C’est une première. Le plan triennal de lutte contre les violences faites aux femmes lancé le 22 novembre dernier a reconnu ce fléau comme priorité de santé publique. D’une part pour renforcer l’aide aux victimes, d’autre part pour sensibiliser la population. Les médecins étant les premiers visés. Tandis que 10 % des femmes en France s’avèrent victimes de violences conjugales, trois quarts des étudiants en médecine jugent la prise en charge ce celles-ci inadaptée ou peu adaptée. Dans la même lignée, 60 % des médecins généralistes se disent insuffisamment formés en la matière. Des chiffres qui n’étonnent guère le Dr Richard Matis, gynécologue-obstétricien à Lille et vice-président de Gynécologues sans frontières (GSF) : « On assiste à une forte méconnaissance des professionnels de santé vis-à-vis des violences faites aux femmes ». Une réalité qu’il a observée dans le cadre des formations organisées dans le Nord Pas de Calais par le CRMSF (Centre Régional d’accueil et d’accueil et de prise en charge des mutilations sexuelles féminines). Parmi les participants, seulement 18 % étaient des médecins, contre 61 % de sages-femmes et de personnel paramédical.
Encore des résistances
Des résistances, il y en a. Et elles sont telles que son enquête sur les violences faites aux femmes a été refusée par 25 % des maternités : « Il n’y en pas chez nous », lui a-t-on dit. Et pourtant, les résultats de cette double enquête régionale ont eu leur mot à dire. Puisque 1 femme enceinte sur 5 a déclaré avoir été victime de violences. Dont 6 % de femmes victimes de violences conjugales. Non pas que les médecins se mettent des œillères, ils n’ont simplement pas été formés : « Ni les médecins ni les sages-femmes n’ont été formés à la prise en charge psycho-sociale », insiste le Dr Richard Matis. Peu d’entre eux savent que la violence est un facteur de risque de grossesse et qu’elle mérite à ce titre d’être investiguée. Ni que « 16 % de la mortalité maternelle est liée à des violences conjugales », avance-t-il. La formation est donc indispensable pour sensibiliser les médecins aux risques sanitaires et au rôle qui leur incombe. Une formation qui suggère des pistes de prises en charge. Qui apprend qu’une simple question posée, voire un poster affiché en cabinet, est une porte ouverte à la parole. Parole souvent minimisée et ambivalente, qui attend d’être libérée.
Des jeunes mieux formés
Les chiffres des violences faites aux femmes - 154 000 femmes violées entre 2010 et 2011 - permettent de mesurer l’importance du rôle des professionnels de santé.
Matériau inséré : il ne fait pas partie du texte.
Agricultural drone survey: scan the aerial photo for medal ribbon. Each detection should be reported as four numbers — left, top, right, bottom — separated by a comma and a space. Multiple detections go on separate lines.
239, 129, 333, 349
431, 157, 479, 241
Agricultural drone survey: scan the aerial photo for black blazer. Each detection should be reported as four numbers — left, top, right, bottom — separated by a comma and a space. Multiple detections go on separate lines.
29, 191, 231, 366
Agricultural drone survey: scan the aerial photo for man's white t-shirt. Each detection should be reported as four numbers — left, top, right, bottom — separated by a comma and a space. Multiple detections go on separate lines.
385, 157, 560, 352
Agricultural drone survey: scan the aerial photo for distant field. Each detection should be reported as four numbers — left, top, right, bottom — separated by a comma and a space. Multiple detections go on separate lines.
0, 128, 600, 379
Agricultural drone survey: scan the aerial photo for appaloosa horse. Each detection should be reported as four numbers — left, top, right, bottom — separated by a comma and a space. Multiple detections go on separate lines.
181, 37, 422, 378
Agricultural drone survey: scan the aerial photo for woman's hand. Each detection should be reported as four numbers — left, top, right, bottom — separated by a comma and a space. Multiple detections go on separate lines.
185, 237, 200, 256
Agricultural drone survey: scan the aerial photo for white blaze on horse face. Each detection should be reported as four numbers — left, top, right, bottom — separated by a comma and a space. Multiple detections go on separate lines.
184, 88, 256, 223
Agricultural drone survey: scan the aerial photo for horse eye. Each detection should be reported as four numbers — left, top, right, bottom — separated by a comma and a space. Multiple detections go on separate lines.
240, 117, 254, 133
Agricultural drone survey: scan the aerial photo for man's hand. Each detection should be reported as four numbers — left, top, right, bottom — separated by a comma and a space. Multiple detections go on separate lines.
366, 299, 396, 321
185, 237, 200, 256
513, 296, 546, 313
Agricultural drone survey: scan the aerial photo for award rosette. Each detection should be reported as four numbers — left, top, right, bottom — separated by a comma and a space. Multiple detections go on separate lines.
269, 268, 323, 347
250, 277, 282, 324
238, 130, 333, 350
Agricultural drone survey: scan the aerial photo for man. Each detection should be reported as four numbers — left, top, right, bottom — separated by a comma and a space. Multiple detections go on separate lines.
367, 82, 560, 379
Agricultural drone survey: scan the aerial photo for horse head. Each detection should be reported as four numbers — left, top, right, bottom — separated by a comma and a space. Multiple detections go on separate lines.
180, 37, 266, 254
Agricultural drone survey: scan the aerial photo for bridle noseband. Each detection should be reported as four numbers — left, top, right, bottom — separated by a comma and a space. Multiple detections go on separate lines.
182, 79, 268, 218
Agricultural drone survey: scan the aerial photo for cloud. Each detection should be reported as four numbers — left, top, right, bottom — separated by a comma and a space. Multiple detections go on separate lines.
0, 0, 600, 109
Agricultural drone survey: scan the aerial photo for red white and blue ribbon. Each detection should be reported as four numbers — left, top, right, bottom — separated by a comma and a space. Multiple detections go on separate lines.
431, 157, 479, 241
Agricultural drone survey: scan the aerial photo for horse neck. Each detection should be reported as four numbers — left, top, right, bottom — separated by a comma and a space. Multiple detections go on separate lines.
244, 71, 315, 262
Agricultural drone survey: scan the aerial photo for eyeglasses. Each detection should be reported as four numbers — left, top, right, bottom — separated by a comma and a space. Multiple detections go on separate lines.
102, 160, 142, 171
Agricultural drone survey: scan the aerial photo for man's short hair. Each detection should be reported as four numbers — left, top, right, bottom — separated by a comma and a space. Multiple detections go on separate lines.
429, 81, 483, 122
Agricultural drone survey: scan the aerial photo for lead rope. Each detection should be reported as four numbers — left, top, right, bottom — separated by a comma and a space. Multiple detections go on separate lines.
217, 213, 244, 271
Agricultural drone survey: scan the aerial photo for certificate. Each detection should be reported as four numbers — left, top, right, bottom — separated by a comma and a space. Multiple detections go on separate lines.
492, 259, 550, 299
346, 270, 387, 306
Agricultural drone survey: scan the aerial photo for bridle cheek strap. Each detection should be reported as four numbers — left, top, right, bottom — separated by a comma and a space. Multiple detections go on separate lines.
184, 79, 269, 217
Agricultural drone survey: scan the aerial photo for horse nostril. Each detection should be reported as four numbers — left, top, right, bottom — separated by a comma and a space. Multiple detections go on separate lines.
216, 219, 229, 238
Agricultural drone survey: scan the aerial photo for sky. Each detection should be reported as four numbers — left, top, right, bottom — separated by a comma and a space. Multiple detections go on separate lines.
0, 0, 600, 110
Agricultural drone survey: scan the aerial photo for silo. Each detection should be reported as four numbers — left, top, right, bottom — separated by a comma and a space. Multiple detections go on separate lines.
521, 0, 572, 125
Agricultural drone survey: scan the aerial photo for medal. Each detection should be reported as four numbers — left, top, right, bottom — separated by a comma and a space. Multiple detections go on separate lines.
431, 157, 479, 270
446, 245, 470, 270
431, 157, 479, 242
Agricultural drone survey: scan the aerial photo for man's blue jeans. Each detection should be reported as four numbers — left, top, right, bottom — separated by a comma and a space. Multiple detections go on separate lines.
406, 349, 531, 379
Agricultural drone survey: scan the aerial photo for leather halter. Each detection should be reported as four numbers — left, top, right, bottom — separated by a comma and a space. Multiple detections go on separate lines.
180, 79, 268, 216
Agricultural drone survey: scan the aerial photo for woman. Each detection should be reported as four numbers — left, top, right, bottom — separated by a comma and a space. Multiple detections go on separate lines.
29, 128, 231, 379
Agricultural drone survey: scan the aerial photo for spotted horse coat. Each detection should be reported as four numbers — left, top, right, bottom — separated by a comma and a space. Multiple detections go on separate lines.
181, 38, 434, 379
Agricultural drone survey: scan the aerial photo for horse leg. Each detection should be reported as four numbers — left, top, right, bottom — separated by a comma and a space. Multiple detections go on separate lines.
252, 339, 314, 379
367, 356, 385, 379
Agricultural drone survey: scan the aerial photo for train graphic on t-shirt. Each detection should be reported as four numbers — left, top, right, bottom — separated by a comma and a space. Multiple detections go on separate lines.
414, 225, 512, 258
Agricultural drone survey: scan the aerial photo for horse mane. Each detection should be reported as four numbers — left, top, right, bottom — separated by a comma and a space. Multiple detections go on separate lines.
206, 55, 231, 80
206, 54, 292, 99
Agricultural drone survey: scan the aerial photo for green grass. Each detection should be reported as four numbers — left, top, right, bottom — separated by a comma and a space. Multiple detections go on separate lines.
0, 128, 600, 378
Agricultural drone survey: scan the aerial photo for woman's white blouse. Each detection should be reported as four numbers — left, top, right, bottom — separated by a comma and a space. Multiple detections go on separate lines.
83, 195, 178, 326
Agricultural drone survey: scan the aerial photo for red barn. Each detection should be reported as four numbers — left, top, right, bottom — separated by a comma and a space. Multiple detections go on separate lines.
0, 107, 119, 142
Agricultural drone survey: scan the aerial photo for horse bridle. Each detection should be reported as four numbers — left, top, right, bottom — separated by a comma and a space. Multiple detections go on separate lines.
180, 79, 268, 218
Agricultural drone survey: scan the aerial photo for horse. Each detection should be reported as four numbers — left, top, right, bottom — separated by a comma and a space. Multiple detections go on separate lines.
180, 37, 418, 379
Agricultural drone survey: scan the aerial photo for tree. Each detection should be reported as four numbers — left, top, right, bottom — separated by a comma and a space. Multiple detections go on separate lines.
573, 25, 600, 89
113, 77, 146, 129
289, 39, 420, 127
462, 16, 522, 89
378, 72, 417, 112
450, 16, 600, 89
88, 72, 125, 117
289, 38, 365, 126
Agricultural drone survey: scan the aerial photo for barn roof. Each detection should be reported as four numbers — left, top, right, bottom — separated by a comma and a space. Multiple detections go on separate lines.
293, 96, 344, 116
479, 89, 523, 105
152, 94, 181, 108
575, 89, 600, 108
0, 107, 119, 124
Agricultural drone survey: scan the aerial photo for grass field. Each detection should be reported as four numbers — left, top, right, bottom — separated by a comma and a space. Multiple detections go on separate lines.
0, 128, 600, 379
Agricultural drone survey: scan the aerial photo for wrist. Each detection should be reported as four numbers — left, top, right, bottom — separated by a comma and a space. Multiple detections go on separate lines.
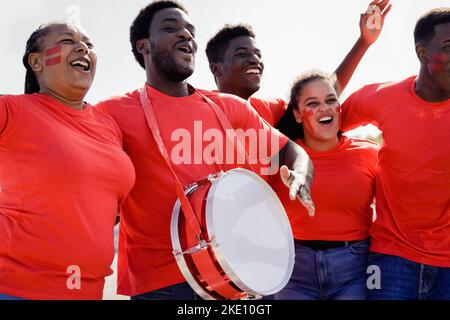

Le Pr Roger Henrion, membre de l’Académie nationale de médecine et auteur du rapport de 2001, se veut plutôt positif : « Les choses vont finir par s’améliorer ». C’est sur les jeunes médecins qu’il compte, et plus particulièrement sur les étudiants en médecine : « 90 % des étudiants sont convaincus qu’ils devraient s’intéresser aux violences dans le cadre de leur carrière professionnelle », rapporte-t-il. La formation initiale, du 1er au 3e cycles des études médicales, est selon lui une piste à privilégier. L’ajout de l’item « violences sexuelles » à l’Examen national classant (ECN) constitue le cœur de cette avancée. Une mesure entre autres énoncée dans le cadre du plan triennal contre les violences faites aux femmes, au même titre que la formation continue. D’autres mesures sont attendues, comme la mise en place d’un kit de constatation de viols expérimentés aux urgences, tel qu’il en existe aux États-Unis. Mais certaines, comme la revalorisation des tarifs de consultation de victimes, plus demandeuses de temps, n’y figurent pas encore.